I was reviewing some Plans and noticed a masonry detail for a block building with a flat concrete roof. The flat roof has a peripheral beam that rests on top of a bond beam. The peripheral beam has 2 no. 5s top, 2 no. 5s bottom and no. 3 stirrups at 12" o.c. The bond beam has 2 no. 5s. The block wall is reinforced with no. 5s at 48" o.c. There is a bond breaker shown between the bond beam and the peripheral beam and the vertical reinforcement in the wall does not extend into the peripheral beam. The detail calls for one no. 4 bar at each corner of the building connecting the bond beam to the peripheral beam. This basically separates the roof diaphragm from the walls of the building. Anyone want to speculate why its detailed this way? Why break the bond at this location? Does the roof slab expand and contract?
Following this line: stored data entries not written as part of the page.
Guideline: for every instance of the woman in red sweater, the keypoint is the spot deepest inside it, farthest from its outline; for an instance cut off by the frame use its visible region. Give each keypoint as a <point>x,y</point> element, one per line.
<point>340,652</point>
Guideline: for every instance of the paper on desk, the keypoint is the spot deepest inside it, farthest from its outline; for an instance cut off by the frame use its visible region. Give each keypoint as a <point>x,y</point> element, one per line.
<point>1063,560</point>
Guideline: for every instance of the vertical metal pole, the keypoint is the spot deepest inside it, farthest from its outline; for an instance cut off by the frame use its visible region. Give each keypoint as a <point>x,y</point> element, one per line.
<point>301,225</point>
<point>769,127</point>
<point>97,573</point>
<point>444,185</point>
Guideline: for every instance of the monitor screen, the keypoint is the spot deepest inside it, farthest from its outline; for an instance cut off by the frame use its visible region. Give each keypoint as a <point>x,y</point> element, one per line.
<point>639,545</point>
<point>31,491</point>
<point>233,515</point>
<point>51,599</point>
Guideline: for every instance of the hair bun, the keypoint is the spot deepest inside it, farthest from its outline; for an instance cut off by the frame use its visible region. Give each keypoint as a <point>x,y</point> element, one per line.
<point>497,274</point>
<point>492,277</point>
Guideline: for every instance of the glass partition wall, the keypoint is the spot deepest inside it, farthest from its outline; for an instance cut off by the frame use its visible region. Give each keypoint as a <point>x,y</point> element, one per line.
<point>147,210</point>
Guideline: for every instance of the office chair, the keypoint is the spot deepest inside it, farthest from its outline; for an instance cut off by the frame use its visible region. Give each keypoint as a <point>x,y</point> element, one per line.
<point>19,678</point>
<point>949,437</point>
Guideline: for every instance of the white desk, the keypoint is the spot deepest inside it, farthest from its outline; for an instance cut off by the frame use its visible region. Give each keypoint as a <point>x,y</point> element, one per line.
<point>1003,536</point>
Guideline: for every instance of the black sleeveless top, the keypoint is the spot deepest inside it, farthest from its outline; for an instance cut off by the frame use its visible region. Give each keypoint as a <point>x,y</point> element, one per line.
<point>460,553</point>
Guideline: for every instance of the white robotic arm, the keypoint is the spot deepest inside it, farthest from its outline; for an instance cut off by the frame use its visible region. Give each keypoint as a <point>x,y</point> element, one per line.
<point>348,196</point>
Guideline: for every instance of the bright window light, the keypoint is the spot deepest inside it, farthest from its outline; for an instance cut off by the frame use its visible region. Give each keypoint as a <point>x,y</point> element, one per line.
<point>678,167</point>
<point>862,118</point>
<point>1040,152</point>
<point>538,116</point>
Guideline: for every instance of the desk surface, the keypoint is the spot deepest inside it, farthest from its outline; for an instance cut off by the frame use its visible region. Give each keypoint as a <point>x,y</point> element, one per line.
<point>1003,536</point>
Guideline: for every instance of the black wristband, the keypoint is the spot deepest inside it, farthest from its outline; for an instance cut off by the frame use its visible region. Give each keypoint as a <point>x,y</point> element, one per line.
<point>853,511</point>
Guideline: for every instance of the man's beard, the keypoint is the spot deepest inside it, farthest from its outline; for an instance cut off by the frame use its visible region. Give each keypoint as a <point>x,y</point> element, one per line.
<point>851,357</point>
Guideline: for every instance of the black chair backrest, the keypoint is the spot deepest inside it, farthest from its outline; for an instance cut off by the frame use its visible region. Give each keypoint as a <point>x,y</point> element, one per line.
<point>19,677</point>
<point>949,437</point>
Anyone have a better detail for this?

Thanks for your input.

 

[Teguci]

Is there a movement joint (typically 1/2-1" wide with sealant) between the corners of the CMU wall and the CMU wall under the peripheral beam?

I have disconnected the tops of CMU walls from the underside of the floor above for locations where I do not want the CMU wall attracting floor to floor lateral loads (I did brace the top of the CMU against the upper floor in the out of plane direction though).

 

[CivilPipe]

There are no movement or contraction joints in the walls.

There is no support provided at the top of the wall in the out of plane direction.

 

[TXStructural]

Is your floor sitting "loosely" on top of the bond beam? You would HAVE to connect a concrete roof to some lateral force-resisting system.

 

[JAE]

This seems really odd. I suppose there could be concern that there would be thermal movements over time and a desire to let the roof slide relative to the walls.

But cripes - the walls provide the ONLY lateral stability to the building correct? From your description, you say this is simply a four-walled box with a lid and no other structural entities attach to it? And it is exterior?

Somethings wrong here. The four #4 bars in the corners probably aren't adequate to drag the lateral forces into the shearwalls. But we are going by your description only.

 

[JAE]

....and I might add - if thermal expansion/contraction were a concern, then the four #4 bars wouldn't be placed in the corners but rather in the center, to let the corners of the roof expand in both directions from the center of the wall.

As it stands with corner bars tying in the lid to the walls, there is no expansion possible as the corner bars will fight each other.

 

[CivilPipe]

My mistake. The #4 bars are at the center of the wall.

"This seems really odd. I suppose there could be concern that there would be thermal movements over time and a desire to let the roof slide relative to the walls.

But cripes - the walls provide the ONLY lateral stability to the building correct? From your description, you say this is simply a four-walled box with a lid and no other structural entities attach to it? And it is exterior?"

My concerns exactly.

I think that the vertical wall reinforcement should extend into the peripheral beam on all the exterior walls. I will end up debating this with another engineer that has 40 plus years of experience, so I wanted to see what others had to say about it before.

 

[CivilPipe]

Either extend the vertical wall steel into the peripheral beam, or add a shear key of some type between the bond beam and the peripheral beam. The shear key could provide lateral support for the wall, but still allow some movement.

 

[hokie66]

How large is the building? If quite small, the single bar in each face could be enough.

 

[msquared48]

Although the use of friction is not allowed except for shear friction, is the friction generated between the peripheral beam and bond beam enough to transfer any lateral forces between them? In fact, could shear friction logically be applied here?

I agree that the situation is not good, but...

Mike McCann
MMC Engineering

 

[csd72]

This reminds me of a detail that I have seen used a lot in houses in Australia where a sliding joint was provided at the top of masonry walls that supported concrete slabs.

It was assumed that the sliding joint provided enough resistance for normal loads such as wind e.t.c. but would allow movement under the much higher stresses caused by shrinkage and temperature.

Sound like your designer may be using a similar philosophy.

I would definately not use it in a seismic area but for wind it may be okay (unless prohibited by code) as long as the weight of the slab exceeds the wind uplift.